Von Matthias Horx und Oona Horx-Strathern
Schon Woody Allen träumte vom Super-Sex mit Liebes-Maschinen. Doch was wird aus unseren Bedürfnissen, wenn technische Geräte sie befriedigen? Ein Plädoyer für das Wunder namens Zuneigung.
Es ist die unausweichliche Frage an den Zukunftsforscher, wenn es um Sex geht: Wann werden wir Sex-Roboter haben? Wäre das nicht der Mega-Markt des 21. Jahrhunderts? Maschinenwesen, die uns in allen Spielarten der Erotik rund um die Uhr zur freien Verfügung stehen? So was muss doch irgendwann mal kommen!
Woody Allen hatte unglaublich guten Sex mit solchen Maschinen in seiner Zukunfts-Posse „Der Schläfer”. Der Film stammt aus dem Jahr 1973. Der Meinungsforscher Stowe Boyd behauptete in einem jüngst erschienenen Bericht, dass &bquo;Im Jahr 2025 Roboter-Sex-Partner eine Selbstverständlichkeit sein werden”. Im Jahr 2010 reüssierte der weltweit erste Sexroboter Roxxy – ein Gummipuppenmonster mit erschreckenden Zuckungen. Auf der AVN-Expo 2013 präsentierte die japanische Sex-Spielzeug-Firma Tenga einen Stimulator, der mit einer erotischen Avatar-Figur auf einem Bildschirm verbunden ist. Und im Videospiel „Grand Theft Auto” kann man Sex mit einer Prostituierten aus subjektiver Perspektive „haben”. Wirkt ziemlich echt. Noch Fragen?
Aber langsam! Es ist das alte, fundamentale Missverständnis der Futurologie: dass Zukunft aus Mechanisierung und Funktionalisierung besteht. Derselbe Irrtum, der uns weismacht, wir könnten „im Internet” die „Liebe unseres Lebens” finden, lässt uns auch an Liebesroboter glauben. In Wahrheit werden die Derivate der Liebespraxis stets das bleiben, was sie schon immer waren: Masturbate – ganz egal, wie gut sie gemacht sind.
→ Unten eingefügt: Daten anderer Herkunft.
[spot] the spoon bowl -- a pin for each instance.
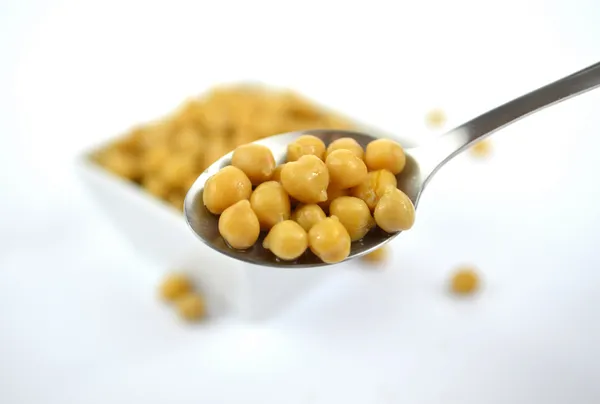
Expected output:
(422, 163)
(205, 224)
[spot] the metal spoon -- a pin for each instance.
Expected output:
(422, 163)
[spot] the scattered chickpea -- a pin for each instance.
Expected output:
(271, 204)
(308, 215)
(239, 225)
(306, 179)
(481, 149)
(191, 307)
(345, 169)
(256, 161)
(436, 118)
(287, 240)
(354, 214)
(306, 145)
(329, 240)
(385, 154)
(394, 211)
(174, 286)
(225, 188)
(464, 281)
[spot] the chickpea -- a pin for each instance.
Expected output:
(329, 240)
(271, 204)
(287, 240)
(306, 179)
(174, 286)
(256, 161)
(191, 307)
(385, 154)
(394, 211)
(308, 215)
(239, 225)
(464, 281)
(374, 186)
(306, 145)
(277, 173)
(225, 188)
(332, 194)
(354, 214)
(345, 169)
(435, 118)
(377, 256)
(346, 143)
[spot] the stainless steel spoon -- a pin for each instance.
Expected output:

Denn wonach Menschen sich unendlich sehnen – und wovon sie existentiell abhängig sind – ist nicht Sex, sondern Zuneigung. Menschliche, fleischliche, unprogrammierte Zuneigung. Ohne den liebenden Blick der Eltern sterben wir. Sexualität ist ja auch das: ein sich Fallenlassen. Natürlich kann man sich Liebe einbilden und erträumen. Doch maschinell ersetzen kann man sie nicht. Liebe ist – und wird es immer sein – das Versprechen, sich selbst zu verlieren. Sich einem anderen Wesen wahrhaft zuzuwenden. Verletzlich zu sein.
In vielen japanischen Einzimmerwohnungen hat das robosexuelle Zeitalter sicherlich längst begonnen. Doch nicht einmal die jungen Japaner mit Sex-Tamagotchi in der Hosentasche halten das für Liebe. Sie wissen: Es ist ein Toy. Sie lächeln schüchtern und sagen: Eine echte Freundin können wir uns leider nicht leisten.
Wir trösten uns also nur. Mit potenten Autos, mit Smartphones und lauter geilen Gadgets. Aber um einen Roboter zu lieben, oder auch nur, um so etwas wie Sex mit ihm zu haben, müssen wir uns erst vollständig entmenschlichen. Dass viele das für möglich oder sogar für wahrscheinlich halten, sagt eher etwas über das Robotische im Menschen aus als über die Zukunft. Am Ende sind die glänzenden Fantasien unserer feuchten Träume immer nur Spiegel, in dem wir uns selbst erkennen.